Son on yılda bazen evde bir şeyler öğrenmek için, bazen de yükseköğretimi devam ettirebilmek için önümüze yepyeni fırsatlar sunuldu. Teknoloji sayesinde “eğitim vermek” devri kapandı ve “eğitim almak” felsefesi yerleşti. Khan Academy ile başlayan online eğitim platformları, son birkaç yılda büyük bir hızla gelişti. MOOCs(Massive Open Online Courses) sistemi önde gelen üniversiteler arasında yayılmaya başladı bile. Listeyi uzatmak mümkün fakat bu listenin başındaki üniversiteler şöyle; MIT, Princeton, Ludwig-Maximilians-Universität München, Michigan, Penn State, University of Melbourne, University of London. “Herkes için evrensel eğitim” arayışına, şu ana kadar verilen en etkin ve reel cevap olan online eğitim, hayatımıza ileriki yıllarda belki de tek seçenek olarak yerleşebilecek potansiyele de sahip bir sistem.

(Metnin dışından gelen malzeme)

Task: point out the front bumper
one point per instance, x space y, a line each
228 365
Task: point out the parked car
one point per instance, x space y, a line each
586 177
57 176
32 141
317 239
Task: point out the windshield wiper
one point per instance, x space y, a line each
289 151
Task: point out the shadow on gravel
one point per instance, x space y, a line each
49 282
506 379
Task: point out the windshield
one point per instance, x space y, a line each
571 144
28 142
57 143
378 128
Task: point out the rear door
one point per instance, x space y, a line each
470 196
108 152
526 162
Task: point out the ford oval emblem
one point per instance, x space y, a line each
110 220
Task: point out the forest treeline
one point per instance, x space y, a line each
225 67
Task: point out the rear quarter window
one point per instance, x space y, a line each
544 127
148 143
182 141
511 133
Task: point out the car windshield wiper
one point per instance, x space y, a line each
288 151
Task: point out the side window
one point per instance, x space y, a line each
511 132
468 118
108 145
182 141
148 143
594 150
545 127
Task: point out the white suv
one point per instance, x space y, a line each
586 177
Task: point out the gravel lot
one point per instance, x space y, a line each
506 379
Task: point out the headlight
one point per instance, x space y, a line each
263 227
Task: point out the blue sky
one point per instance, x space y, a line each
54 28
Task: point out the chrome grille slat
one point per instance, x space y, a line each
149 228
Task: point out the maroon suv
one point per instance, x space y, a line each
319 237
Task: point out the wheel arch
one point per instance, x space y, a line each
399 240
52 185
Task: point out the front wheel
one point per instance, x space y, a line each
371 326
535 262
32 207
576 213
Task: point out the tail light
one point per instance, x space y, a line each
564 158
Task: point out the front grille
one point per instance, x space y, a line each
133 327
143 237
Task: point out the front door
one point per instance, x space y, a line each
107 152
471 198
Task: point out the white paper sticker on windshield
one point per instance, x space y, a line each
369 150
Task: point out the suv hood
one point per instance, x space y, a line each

Bilginin ne zaman, nerde, hangi durum karşısında üretileceğini asla kestiremezsiniz. Project Loon ile “dünya küçük bir köy” deyimi yeniden anlam kazanabilir. Dünyanın her yerinden bireylerin bilgi üremine sağladığı katkı, daha çabuk paylaşılabilecek ya da uzmanlıklar daha çabuk öğretilebilir hale gelecektir. Hala okuma yazma oranlarının artmasına çalışırken, kısa bir sürede daha kaliteli eğitimi, daha kolay ulaştırma imkanlarına da sahip olabileceğiz. Ve işte o gün “herkes için evrensel eğitim” mottosu kendine güvenini tekrar kazanacaktır.

Bugün için norm olan okullar, internet erişim ağı genişledikçe çağ dışı kalabilir. Tabii bu başka bir yazının konusu : Okullar Vazgeçilmez Değildir!